As administrações que falham são recicladas para outros cargos. As más decisões são esquecidas em relatórios que ninguém lê. As auditorias são arquivadas em gavetas pesadas. E o país, pacientemente anestesiado, vai aceitando que "é assim em todo o lado", como se a mediocridade fosse uma lei da natureza e não o resultado directo de escolhas políticas concretas.
7. O país que se habituou a viver em falência permanente
Portugal vive num regime de falência permanente mas controlada, como um edifício cheio de fissuras onde se vão colocando andaimes, redes de protecção e avisos de "cuidado, perigo de derrocada", sem nunca decidir reconstruir de raiz. Vamos remendando o dia seguinte com o dinheiro do mês seguinte, enquanto vendemos ao exterior a imagem de um país estável, ordeiro e europeísta.
A verdade é mais áspera: um Estado que tolera 35 empresas em falência técnica, ano após ano, não é apenas um mau gestor — é um projecto político falhado. Porque escolheu proteger estruturas, e não pessoas; preservar aparelhos, e não serviços públicos de qualidade; manter o teatro institucional, mesmo à custa da ruína lenta de quem trabalha e paga impostos.
8. O que seria um país que não aceitasse isto?
Um país que não aceitasse viver assim começaria por três actos simples e revolucionários:
1. Auditorias independentes e públicas a todas as empresas em falência técnica, com identificação clara de responsáveis políticos e gestores.
2. Planos de reestruturação sérios, com metas, prazos e a possibilidade real de encerramento ou privatização quando não haja missão pública justificável.

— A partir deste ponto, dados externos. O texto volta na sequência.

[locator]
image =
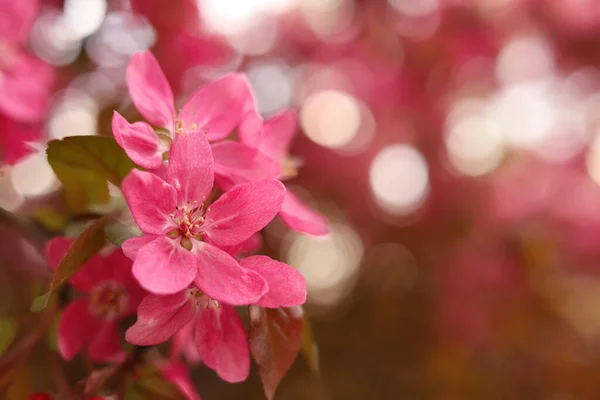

3. Responsabilização efectiva: quem destrói valor público não pode ser premiado com novos cargos, consultorias douradas ou reformas antecipadas.
No limite, um Estado honesto teria a coragem de admitir que não deve fazer tudo, nem controlar tudo. O papel donpoder público deveria ser garantir serviços essenciais, regulação firme, justiça célere e um quadro de incentivos decente. Não gerir, em modo amador e politizado, um império de empresas cronicamente doentes.
9. Enquanto nada muda, o relógio da decadência continua
Até lá, continuaremos nesta coreografia cansada: relatórios, conferências de imprensa, promessas de "melhoria estrutural", discursos sobre "sustentabilidade", enquanto os prejuízos se acumulam, as listas de espera aumentam, as infraestruturas se degradam e a classe política prossegue a sua vida em circuito fechado.
Portugal, nesse sentido, não é apenas um Estado de falência permanente no plano económico. É também um Estado em falência moral: incapaz de olhar de frente para as suas responsabilidades, covarde perante os interesses instalados e dócil perante a mentira repetida. O milagre não virá de dentro deste mecanismo; terá de vir da lucidez e coragem dos que, lá fora, já perceberam que isto não é normal — e nunca deveria ter sido.
Escrito na convicção de que um país não pode construir futuro sobre empresas mortas e contas viciadas. Um dia, alguém terá de responder por esta falência permanente — e esse dia chegará pela mão de cidadãos que recusam continuar a pagar a factura em silêncio.